Protein methylesterase (PME) amino acid composition and substrate specificity towards methylated normal and deamidated protein substrates were investigated. The enzyme contained 23% acidic and 5% basic residues. These values are consistent with a pI of 4.45. The product formed from methylated protein by PME was confirmed as methanol by h.p.l.c. The kcat. and Km values for several methylated protein substrates ranged from 20 x 10(-6) to 560 x 10(-6) s-1 and from 0.5 to 64 microM respectively. However, the kcat./Km ratios ranged within one order of magnitude from 11 to 52 M-1.s-1. Results with the irreversible cysteine-proteinase inhibitor E-64 suggested that these low values were in part due to the fact that only one out of 25 molecules in the PME preparations was enzymically active. When PME was incubated with methylated normal and deamidated calmodulin, the enzyme hydrolysed the latter substrate at a higher rate. The Km and kcat. for methylated normal calmodulin were 0.9 microM and 31 x 10(-6) s-1, whereas for methylated deamidated calmodulin values of 1.6 microM and 188 x 10(-6) s-1 were obtained. The kcat./Km ratios for methylated normal and deamidated calmodulin were 34 and 118 M-1.s-1 respectively.
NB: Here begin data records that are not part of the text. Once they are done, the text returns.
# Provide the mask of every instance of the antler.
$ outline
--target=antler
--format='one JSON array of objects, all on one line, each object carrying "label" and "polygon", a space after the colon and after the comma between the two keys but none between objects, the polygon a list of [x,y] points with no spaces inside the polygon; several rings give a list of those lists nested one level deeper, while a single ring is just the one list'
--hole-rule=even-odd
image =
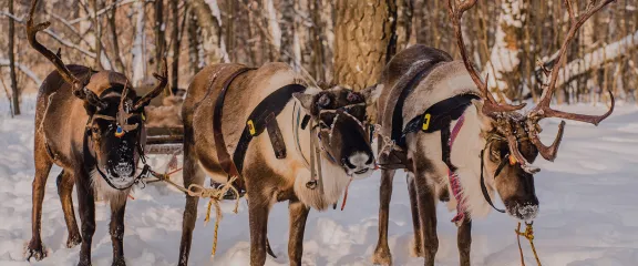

By contrast, results with methylated adrenocorticotropic hormone (ACTH) substrates indicated that the main difference between native and deamidated substrates resides in the Km rather than the kcat. The Km for methylated deamidated ACTH was 5-fold lower than that for methylated native ACTH. The kcat./Km ratios for methylated normal and deamidated ACTH were 43 and 185 M-1.s-1 respectively. These results indicate that PME recognizes native and deamidated methylated substrates as two different entities. This suggests that the methyl groups on native calmodulin and ACTH substrates may not be on the same amino acid residues as those on deamidated calmodulin and ACTH substrates.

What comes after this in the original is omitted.